Totals: WW Points 14B 17G 7P, Calories 890*

WEDNESDAY (5/19)
B:  2 hard-boiled eggs (0B 4G 0P) and 1 cup cantaloupe (0B 0G 0P)
L: Chicken Salad with Lemon and Dill (1B 4G 1P) over 2 cups mixed greens (0B 0G 0P)
D: Instant Pot Spaghetti and Turkey Meatballs (11B 12G 6P) with a green salad** (1B 1G 1P)
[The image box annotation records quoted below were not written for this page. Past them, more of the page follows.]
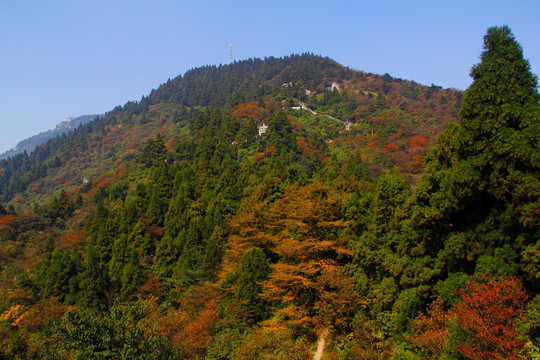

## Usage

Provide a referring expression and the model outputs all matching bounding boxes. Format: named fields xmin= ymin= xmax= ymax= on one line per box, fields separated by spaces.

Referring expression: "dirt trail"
xmin=313 ymin=329 xmax=330 ymax=360
xmin=293 ymin=101 xmax=352 ymax=130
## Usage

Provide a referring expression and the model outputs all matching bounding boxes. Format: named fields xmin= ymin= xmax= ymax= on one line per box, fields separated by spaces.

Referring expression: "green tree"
xmin=79 ymin=244 xmax=109 ymax=309
xmin=121 ymin=246 xmax=145 ymax=299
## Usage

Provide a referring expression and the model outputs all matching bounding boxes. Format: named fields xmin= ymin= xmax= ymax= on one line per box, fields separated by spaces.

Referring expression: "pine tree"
xmin=79 ymin=245 xmax=109 ymax=309
xmin=410 ymin=26 xmax=540 ymax=281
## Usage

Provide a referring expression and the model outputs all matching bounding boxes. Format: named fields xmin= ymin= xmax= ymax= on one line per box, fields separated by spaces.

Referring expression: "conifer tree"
xmin=413 ymin=26 xmax=540 ymax=280
xmin=79 ymin=244 xmax=108 ymax=309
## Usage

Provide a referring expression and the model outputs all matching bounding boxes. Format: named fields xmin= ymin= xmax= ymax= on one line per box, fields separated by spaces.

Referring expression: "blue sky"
xmin=0 ymin=0 xmax=540 ymax=152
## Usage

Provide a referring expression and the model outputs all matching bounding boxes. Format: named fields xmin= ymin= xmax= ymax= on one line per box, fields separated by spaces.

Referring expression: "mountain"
xmin=0 ymin=27 xmax=540 ymax=359
xmin=0 ymin=115 xmax=99 ymax=160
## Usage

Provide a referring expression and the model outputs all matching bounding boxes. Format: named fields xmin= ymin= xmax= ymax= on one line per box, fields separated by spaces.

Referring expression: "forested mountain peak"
xmin=0 ymin=27 xmax=540 ymax=359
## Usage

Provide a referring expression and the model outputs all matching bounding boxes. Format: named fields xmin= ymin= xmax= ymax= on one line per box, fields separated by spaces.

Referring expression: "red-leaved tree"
xmin=450 ymin=277 xmax=527 ymax=360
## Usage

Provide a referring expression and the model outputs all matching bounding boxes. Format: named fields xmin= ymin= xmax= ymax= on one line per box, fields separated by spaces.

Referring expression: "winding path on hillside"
xmin=313 ymin=328 xmax=330 ymax=360
xmin=293 ymin=101 xmax=352 ymax=130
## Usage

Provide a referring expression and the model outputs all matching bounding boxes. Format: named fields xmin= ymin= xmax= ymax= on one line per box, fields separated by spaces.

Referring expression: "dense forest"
xmin=0 ymin=27 xmax=540 ymax=360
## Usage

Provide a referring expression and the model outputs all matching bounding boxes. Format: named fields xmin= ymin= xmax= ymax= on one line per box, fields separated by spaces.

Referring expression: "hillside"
xmin=0 ymin=27 xmax=540 ymax=359
xmin=0 ymin=55 xmax=462 ymax=206
xmin=0 ymin=115 xmax=99 ymax=160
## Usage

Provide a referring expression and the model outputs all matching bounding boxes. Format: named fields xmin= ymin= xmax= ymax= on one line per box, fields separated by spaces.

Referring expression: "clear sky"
xmin=0 ymin=0 xmax=540 ymax=152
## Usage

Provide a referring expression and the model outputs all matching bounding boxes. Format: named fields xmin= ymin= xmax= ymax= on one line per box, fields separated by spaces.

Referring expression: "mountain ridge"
xmin=0 ymin=115 xmax=101 ymax=160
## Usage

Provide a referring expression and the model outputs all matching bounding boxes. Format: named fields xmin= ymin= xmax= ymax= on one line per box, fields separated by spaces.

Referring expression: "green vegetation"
xmin=0 ymin=27 xmax=540 ymax=359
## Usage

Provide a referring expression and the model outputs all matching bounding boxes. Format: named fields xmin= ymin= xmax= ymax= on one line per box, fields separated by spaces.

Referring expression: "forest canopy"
xmin=0 ymin=26 xmax=540 ymax=359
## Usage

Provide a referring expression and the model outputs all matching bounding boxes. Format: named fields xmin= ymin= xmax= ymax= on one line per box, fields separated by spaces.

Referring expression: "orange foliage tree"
xmin=451 ymin=277 xmax=527 ymax=360
xmin=224 ymin=182 xmax=351 ymax=326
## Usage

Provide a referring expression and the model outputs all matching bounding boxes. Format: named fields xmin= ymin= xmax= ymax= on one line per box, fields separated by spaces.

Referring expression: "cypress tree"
xmin=79 ymin=244 xmax=108 ymax=309
xmin=410 ymin=26 xmax=540 ymax=281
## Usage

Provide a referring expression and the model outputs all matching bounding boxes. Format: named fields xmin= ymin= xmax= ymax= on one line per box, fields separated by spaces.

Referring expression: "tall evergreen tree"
xmin=79 ymin=244 xmax=108 ymax=309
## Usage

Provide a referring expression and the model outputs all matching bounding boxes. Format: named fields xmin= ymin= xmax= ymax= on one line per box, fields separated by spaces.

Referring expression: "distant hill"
xmin=0 ymin=115 xmax=98 ymax=160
Totals: WW Points 13B 21G 8P, Calories 973*

THURSDAY (5/20)
B: Oatmeal Berry Smoothie Bowl (2B 2G 0P)
L: LEFTOVER Instant Pot Spaghetti and Turkey Meatballs (11B 12G 6P)
D: Pork Chops with Mushrooms and Shallots (6B 5G 5P) with Wilted Baby Spinach with Garlic and Oil (1B 1G 1P)
and Mashed Cauliflower (2B 2G 2P)

Totals: WW Points 22B 22G 14P, Calories 946*

FRIDAY (5/21)
B: 2 scrambled eggs (0B 4G 0P) with 1 ounce avocado (1B 1G 1P) and an orange (0B 0G 0P)
L: LEFTOVER Instant Pot Spaghetti and Turkey Meatballs (11B 12G 6P)
D: Skillet Cajun Spiced Fish with Tomatoes (0B 2G 0P) and ¾ cup brown rice (5B 5G 0P)
Totals: WW Points 17B 24G 7P, Calories 1,101*

SATURDAY (5/22)
B: Yogurt Sheet Pan Pancakes with Mixed Berries (6B 7G 6P) with 1 tablespoon maple syrup (3B 3G 3P)
L: Cheeseburger Crunch Wrap (recipe x 2) (11B 11G 11P)
D: ORDER IN!

Totals: WW Points 20B 21G 20P, Calories 617*

SUNDAY (5/23)
B: Yogurt Sheet Pan Pancakes with Mixed Berries (6B 7G 6P) with 1 tablespoon maple syrup (3B 3G 3P)
L: Salmon Fried Rice (recipe x 4) (4B 9G 1P)
D: Grilled Chicken Shawarma (2B 5G 2P) with Mediterranean Bean Salad (1B 1G 1P)
Totals: WW Points 16B 25G 13P, Calories 1,086*

*This is just a guide, women should aim for around 1500 calories per day. Here’s a helpful calculator to estimate
your calorie needs. I’ve left plenty of wiggle room for you to add more food such as coffee, beverages, fruits,
snacks, dessert, wine, etc.

**Green salad includes 6 cups mixed greens, 2 scallions, ½ cup each: tomatoes, cucumber, carrots, chickpeas and ¼ cup light vinaigrette.